Vivemos em Brasilville nesta segunda-feira. A Miss Brasil é negra e foi o que bastou para a moça ser colocada no pelourinho social. Empregadinha, plebeia e daí em diante foi descendo a ladeira dos impropérios e do preconceito. Nestas horas, dá uma desesperança na civilização. Parece que não evoluímos nada. Mas, evoluímos sim. Que o diga o velho guerreiro, que hoje ouviria muita buzina com seu programa.
Imagine a cena passando na sua televisão, no domingo à tarde. O apresentador, com um pirulito na mão, pergunta ao auditório: "Quem chupa mais, o homem ou a mulher?". Pouco depois, no mesmo programa, um conhecido jurado pede a uma caloura que mostre a bunda. Close na dita cuja e o famoso diz: "E ainda tem gente que não gosta".
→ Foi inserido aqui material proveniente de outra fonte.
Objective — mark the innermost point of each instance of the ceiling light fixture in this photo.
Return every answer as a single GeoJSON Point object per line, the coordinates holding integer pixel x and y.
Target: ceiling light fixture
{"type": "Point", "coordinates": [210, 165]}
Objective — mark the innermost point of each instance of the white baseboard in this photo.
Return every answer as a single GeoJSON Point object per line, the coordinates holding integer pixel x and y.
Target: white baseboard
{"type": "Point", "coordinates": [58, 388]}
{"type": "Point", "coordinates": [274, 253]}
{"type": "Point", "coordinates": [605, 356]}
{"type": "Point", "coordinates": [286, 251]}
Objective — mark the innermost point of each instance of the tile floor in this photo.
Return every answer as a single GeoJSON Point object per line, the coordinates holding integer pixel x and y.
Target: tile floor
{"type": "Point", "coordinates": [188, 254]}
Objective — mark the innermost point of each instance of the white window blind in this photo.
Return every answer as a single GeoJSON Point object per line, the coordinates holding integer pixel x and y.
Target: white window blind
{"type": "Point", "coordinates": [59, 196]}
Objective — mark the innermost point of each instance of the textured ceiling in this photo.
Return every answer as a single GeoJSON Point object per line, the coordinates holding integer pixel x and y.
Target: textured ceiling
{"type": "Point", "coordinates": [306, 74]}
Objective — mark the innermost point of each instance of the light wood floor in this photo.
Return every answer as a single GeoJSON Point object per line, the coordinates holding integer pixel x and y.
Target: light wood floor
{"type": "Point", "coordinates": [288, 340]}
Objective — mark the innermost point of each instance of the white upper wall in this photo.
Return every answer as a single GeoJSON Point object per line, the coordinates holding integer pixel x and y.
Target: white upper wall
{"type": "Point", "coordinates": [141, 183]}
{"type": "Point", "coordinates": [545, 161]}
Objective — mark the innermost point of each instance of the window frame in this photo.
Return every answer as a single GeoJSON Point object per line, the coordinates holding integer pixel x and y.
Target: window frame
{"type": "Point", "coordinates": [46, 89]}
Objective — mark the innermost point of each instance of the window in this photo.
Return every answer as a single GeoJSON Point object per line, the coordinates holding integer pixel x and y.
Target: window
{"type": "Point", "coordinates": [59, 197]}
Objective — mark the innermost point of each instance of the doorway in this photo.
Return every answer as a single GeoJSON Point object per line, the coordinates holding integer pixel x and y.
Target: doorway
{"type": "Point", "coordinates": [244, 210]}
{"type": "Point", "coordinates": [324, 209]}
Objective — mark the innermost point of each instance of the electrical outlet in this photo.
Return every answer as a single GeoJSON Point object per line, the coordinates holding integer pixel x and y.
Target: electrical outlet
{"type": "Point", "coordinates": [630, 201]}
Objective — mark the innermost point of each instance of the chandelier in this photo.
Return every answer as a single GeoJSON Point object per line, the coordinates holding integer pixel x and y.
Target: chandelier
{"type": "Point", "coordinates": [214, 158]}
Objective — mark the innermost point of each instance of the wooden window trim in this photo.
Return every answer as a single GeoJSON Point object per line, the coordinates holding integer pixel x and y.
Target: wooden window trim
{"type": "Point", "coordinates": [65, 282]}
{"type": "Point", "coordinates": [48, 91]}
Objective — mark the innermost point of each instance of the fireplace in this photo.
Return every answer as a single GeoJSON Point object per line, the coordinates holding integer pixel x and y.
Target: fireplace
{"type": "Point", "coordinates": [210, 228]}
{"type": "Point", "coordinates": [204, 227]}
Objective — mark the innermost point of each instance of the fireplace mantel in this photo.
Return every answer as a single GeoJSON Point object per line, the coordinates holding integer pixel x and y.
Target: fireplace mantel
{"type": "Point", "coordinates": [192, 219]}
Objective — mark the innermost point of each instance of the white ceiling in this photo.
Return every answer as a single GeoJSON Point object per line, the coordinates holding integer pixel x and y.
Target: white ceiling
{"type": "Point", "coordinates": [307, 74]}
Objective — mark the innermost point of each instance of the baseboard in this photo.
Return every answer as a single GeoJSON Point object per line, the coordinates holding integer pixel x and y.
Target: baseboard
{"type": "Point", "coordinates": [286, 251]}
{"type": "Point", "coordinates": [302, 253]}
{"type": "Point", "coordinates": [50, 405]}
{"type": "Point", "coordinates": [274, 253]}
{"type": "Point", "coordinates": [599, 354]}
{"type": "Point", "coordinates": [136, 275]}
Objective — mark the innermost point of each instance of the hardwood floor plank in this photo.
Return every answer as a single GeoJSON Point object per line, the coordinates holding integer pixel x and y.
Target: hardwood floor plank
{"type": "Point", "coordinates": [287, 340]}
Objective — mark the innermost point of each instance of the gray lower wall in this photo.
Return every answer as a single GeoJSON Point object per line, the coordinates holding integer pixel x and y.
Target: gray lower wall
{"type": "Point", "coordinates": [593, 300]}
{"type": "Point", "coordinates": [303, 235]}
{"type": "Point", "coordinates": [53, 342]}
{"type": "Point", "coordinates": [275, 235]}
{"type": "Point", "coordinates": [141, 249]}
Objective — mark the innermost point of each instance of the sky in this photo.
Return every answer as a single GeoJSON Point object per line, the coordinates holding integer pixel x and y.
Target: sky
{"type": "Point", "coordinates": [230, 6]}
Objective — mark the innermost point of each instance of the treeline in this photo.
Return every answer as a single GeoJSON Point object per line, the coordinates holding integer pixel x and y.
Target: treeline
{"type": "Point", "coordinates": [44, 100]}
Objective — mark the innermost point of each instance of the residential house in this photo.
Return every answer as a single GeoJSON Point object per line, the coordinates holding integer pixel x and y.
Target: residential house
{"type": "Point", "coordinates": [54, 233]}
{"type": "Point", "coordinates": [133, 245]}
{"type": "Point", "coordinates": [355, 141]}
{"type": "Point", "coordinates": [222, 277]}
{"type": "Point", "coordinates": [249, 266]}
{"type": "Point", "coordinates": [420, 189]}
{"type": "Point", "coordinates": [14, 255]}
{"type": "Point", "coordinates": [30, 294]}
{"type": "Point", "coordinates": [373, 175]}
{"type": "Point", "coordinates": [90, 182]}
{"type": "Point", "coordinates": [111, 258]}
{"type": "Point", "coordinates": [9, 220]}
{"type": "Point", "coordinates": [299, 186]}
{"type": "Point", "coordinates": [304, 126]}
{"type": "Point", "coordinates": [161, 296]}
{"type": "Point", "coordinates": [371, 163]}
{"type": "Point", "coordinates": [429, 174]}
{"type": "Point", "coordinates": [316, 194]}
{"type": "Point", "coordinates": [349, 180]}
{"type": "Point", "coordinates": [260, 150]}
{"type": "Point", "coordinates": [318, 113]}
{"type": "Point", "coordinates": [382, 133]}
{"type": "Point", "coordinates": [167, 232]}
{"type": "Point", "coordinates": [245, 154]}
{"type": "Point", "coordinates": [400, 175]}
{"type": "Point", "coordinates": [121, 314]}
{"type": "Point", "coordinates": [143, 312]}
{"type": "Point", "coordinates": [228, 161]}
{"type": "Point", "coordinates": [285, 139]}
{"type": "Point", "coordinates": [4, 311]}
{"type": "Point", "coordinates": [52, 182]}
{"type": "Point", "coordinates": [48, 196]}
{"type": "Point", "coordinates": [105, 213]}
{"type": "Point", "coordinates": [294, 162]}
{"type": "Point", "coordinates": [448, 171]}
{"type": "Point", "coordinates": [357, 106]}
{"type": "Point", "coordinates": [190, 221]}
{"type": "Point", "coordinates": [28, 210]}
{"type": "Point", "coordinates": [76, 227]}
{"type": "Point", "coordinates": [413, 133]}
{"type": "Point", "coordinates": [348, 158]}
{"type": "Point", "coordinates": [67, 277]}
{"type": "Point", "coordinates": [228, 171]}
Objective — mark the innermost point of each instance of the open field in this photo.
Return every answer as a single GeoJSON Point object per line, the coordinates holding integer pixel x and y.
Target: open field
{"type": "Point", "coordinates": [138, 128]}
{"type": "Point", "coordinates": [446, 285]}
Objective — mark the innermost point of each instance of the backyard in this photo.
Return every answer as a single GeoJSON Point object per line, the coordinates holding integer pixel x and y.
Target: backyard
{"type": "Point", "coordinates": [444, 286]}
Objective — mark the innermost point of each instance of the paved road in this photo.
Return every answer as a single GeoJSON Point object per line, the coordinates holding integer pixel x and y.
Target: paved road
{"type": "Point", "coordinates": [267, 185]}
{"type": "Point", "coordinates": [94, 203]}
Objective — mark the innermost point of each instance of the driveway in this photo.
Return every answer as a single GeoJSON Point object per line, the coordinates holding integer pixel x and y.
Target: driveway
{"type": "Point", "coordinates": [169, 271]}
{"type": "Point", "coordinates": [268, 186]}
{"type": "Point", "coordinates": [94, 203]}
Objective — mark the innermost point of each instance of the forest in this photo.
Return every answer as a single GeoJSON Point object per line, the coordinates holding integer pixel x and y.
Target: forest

Assisti a estas cenas no Programa do Chacrinha, em reprise no Canal Viva. Eram outros tempos, claro. Mas só esta noção de que eram outros tempos já demonstra a nossa evolução. Apesar de eu gostar do Chacrinha e de reconhecer sua importância e seus méritos, é óbvio que estas duas cenas não seriam possíveis na TV de hoje. E é óbvio, também, que seriam alvo de protestos e até de reclamações formais, talvez jurídicas. E isso é bom. Assim como também é bom, e importante, notar a enorme diferença entre as duas cenas. No mundo politicamente correto de hoje, deixamos de separar o que é apenas humor do que é puro preconceito ou agressão. A primeira cena, ainda que chula, é apenas humor brejeiro, insolente, brasileiro até. Podemos gostar ou não, reclamar ou não, rir ou enraivecer, mas esse humor não tem gênero, nem cor, nem nada. É apenas piada. Já a segunda cena, esta é carregada de sexismo, de preconceito, de perpetuação de uma vergonha por ser gay e de uma submissão sexual feminina que não podem mais serem aceitas como se fossem naturais ou fruto de um traço cultural. Há que se cuidar a diferença entre uma cena e outra, assim como é preciso separar a diferença entre uma crítica à beleza da nova Miss Brasil e uma crítica à cor de sua pele, ou, pior, relacionar uma e outra.
Apesar dos surtos, o mundo mudou e vai continuar mudando para melhor. Não há ataque terrorista, marcha nazista ou post racista que vença uma nova geração que está nascendo dando vivas à diferença e clamando por igualdade. A cada ação torta virá, sempre, uma reação digna de uma parcela cada vez maior da população. E é desta reação que vem a esperança. Sejamos todos, cada vez mais, intolerantes com a intolerância.